かつてのドイツが持っていた長所。たとえば労を惜しまないフリーランニングなどはしっかり継承しながら、そのベースの上に個人で打開できるテクニックやアイデアの豊富さが加わったのだ。だが、唯一90年代までの「強いドイツ」が持っていたもので継承できなかったもの。それが、「精神力」あるいは「勝負への執着心」だった。
もっとも、これはサッカー界の問題というより、ドイツ人のメンタリティーの変化のせいではないか。地元ドイツ開催の2006年W杯でドイツは3位になったが、ドイツの観客はそれを素直に喜んでいた。昔のドイツ人だったら、3位で満足することなど決してなかったはずだ。
90年の統一後、周辺国で「大国ドイツ復活」への警戒感が強かったこともあって、ドイツ政府はナショナリズムに抑制をかけた。そんな中で、ドイツ人はかつてのように勝負にこだわらなくなってきているのではないだろうか。
どのチームもストライカーに苦労
それに対してドイツは協会(DFB)主体で選手育成を行い、年代別代表で磨きをかけてきた。美しくて強いドイツ代表は、いわば国を挙げての計画的な育成の成果だった。
プレー面では、全般的に強力なストライカーが少なかった。得点王争いで6人が3得点で並んでしまったというのはそれを象徴する結果だ。

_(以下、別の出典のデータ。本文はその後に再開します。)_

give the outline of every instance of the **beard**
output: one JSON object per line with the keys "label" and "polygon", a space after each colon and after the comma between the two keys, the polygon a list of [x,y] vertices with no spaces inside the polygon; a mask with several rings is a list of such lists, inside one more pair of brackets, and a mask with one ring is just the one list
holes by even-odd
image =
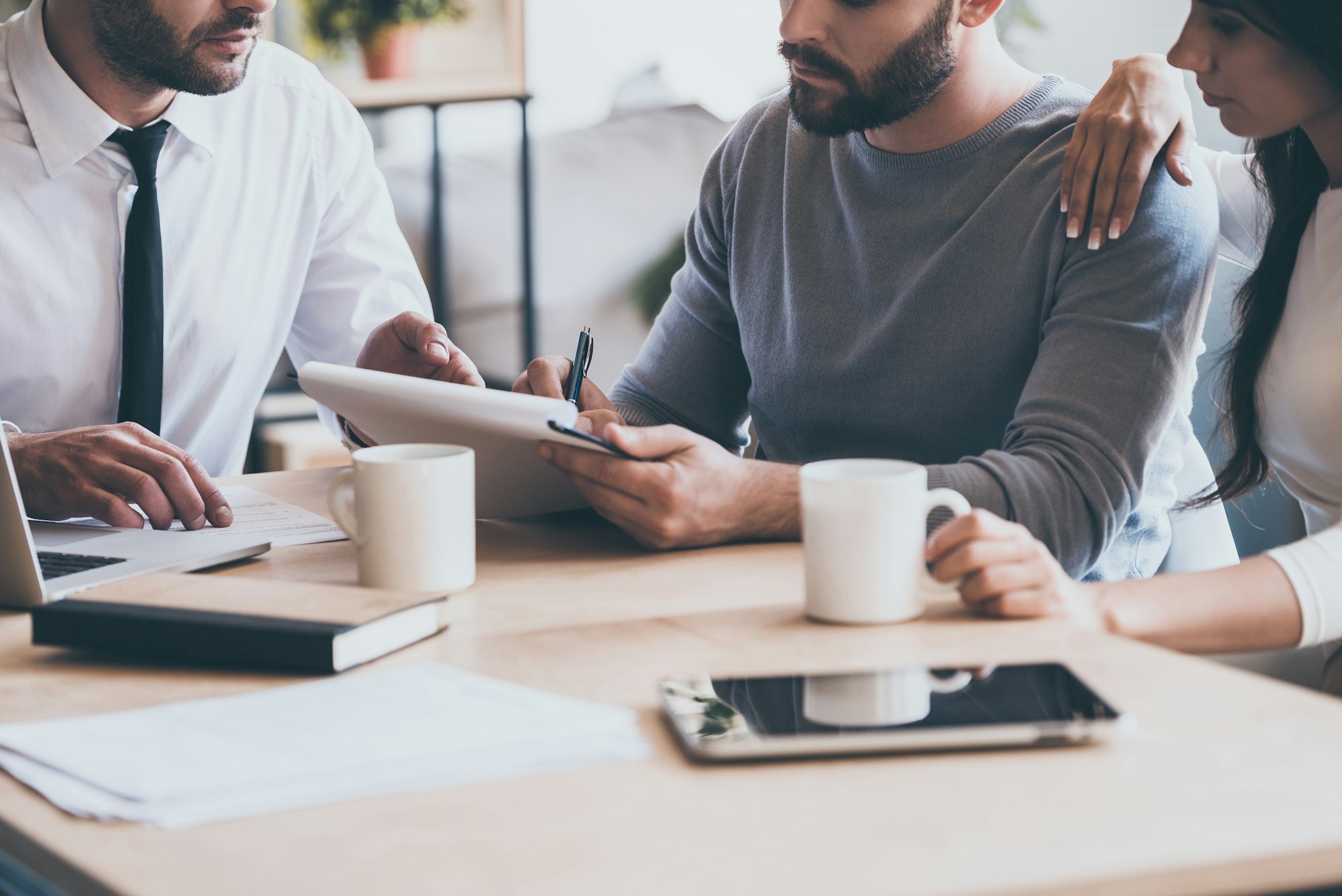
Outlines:
{"label": "beard", "polygon": [[841,85],[824,89],[792,75],[793,118],[817,137],[843,137],[913,115],[931,102],[956,72],[956,51],[950,42],[953,11],[953,0],[943,0],[918,34],[895,47],[864,76],[817,47],[778,44],[778,54],[788,62],[796,60]]}
{"label": "beard", "polygon": [[185,40],[150,8],[150,0],[97,0],[93,5],[94,43],[107,67],[127,86],[149,91],[178,90],[201,97],[225,94],[247,76],[251,50],[223,62],[197,56],[201,42],[234,31],[260,28],[262,16],[247,9],[195,28]]}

スペインはストライカーが不在(あるいは不調)。開催国ポーランドで期待されたロベルト・レバンドフスキも結果を出せず、そのほか、どのチームもストライカーで苦労していた。ポルトガルのC・ロナウドはトップではなく、左サイドで使われていた。オランダのロビン・ファン・ペルシーなども、美しいゴールを決めはしたが単発だった。
結局、ストライカーとしてある程度コンスタントに活躍できたのはドイツのマリオ・ゴメスやミロスラフ・クローゼくらい。そして、すでに引退も示唆しているアンドリー・シェフチェンコや、同じくベテランのズラタン・イブラヒモビッチが気を吐いた程度だった。
そんな中でイタリアはマリオ・バロテッリをトップで辛抱強く使い、バロテッリはとうとう準決勝で結果を出したが、まだまだ荒削り。しかも、準々決勝まではどこか遠慮がちで、シュートを打たずにパスを選択する場面も目立っていた。だが、若いストライカーが少なかっただけに、21歳のバロテッリには大いに期待したい。
また、強力ストライカーがいないため、点で合わせる高速クロスを使うチームが多かった。今後の一つのトレンドになるかもしれない。